18. The dental composition according to claim 14, wherein the calcium silicate is a mixture of tricalcium silicate and dicalcium silicate, said mixture being such that it contains no more than 10% by weight of dicalcium silicate with respect to the total weight of the calcium silicates present in the composition.

19. The dental composition according to claim 14, wherein the calcium silicate is the calcium silicate of a Portland cement or of a mineral trioxide aggregate (MTA).

20. The dental composition according to claim 14, further comprising a setting accelerator.

21. The dental composition according to claim 14, further comprising a radiopacifier.

22. The dental composition according to claim 14, further comprising at least one pigment.

23. The dental composition according to claim 14, further comprising at least one texturing agent.

24. A kit for producing a hardened dental material, said kit comprising: a first container containing a powder phase comprising the dental composition according to claim 14; anda second container containing a liquid aqueous phase;wherein the weight ratio of the powder phase present in the kit to the liquid aqueous phase present in the kit ranges from 2 to 5.

25. A medical device comprising the kit according to claim 24.

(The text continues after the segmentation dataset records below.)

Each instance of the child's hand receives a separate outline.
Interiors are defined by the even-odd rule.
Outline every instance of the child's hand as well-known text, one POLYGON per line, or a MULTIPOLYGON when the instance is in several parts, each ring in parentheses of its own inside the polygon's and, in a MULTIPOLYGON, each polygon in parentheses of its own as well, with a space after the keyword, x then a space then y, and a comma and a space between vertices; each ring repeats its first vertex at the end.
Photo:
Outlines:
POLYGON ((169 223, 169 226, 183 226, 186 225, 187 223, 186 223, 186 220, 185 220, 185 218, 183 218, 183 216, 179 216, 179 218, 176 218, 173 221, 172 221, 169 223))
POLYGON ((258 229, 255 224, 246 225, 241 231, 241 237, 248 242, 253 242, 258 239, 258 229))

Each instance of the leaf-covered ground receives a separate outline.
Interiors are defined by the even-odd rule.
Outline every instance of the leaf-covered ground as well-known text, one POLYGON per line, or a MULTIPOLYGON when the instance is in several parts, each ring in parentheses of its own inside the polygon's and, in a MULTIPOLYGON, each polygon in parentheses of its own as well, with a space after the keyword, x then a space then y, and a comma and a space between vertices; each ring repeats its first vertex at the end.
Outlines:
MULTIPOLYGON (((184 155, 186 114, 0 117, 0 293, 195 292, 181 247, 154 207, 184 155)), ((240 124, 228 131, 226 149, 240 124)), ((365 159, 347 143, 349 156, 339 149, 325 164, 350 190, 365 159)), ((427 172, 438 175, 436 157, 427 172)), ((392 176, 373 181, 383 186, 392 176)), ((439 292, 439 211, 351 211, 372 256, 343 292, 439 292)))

26. A dental composition according to claim 14, or a kit comprising the detail composition, for use in the treatment of the crown of a tooth and/or the root of a tooth, wherein the kit comprises a first container containing a powder phase comprising the dental composition, and a second container containing a liquid aqueous phase, wherein the weight ratio of the powder phase present in the kit to the liquid aqueous phase present in the kit ranges from 2 to 5.

27. The dental composition according to claim 14, wherein the amount of calcium carbonate ranges from 0.5% to 20% in weight of the total weight of the composition.

28. The dental composition according to claim 14, wherein the amount of calcium carbonate is 4% in weight of the total weight of the composition.

29. The dental composition according to claim 14, wherein the amount of at least one pozzolanic material is 10% in weight of the total weight of the composition.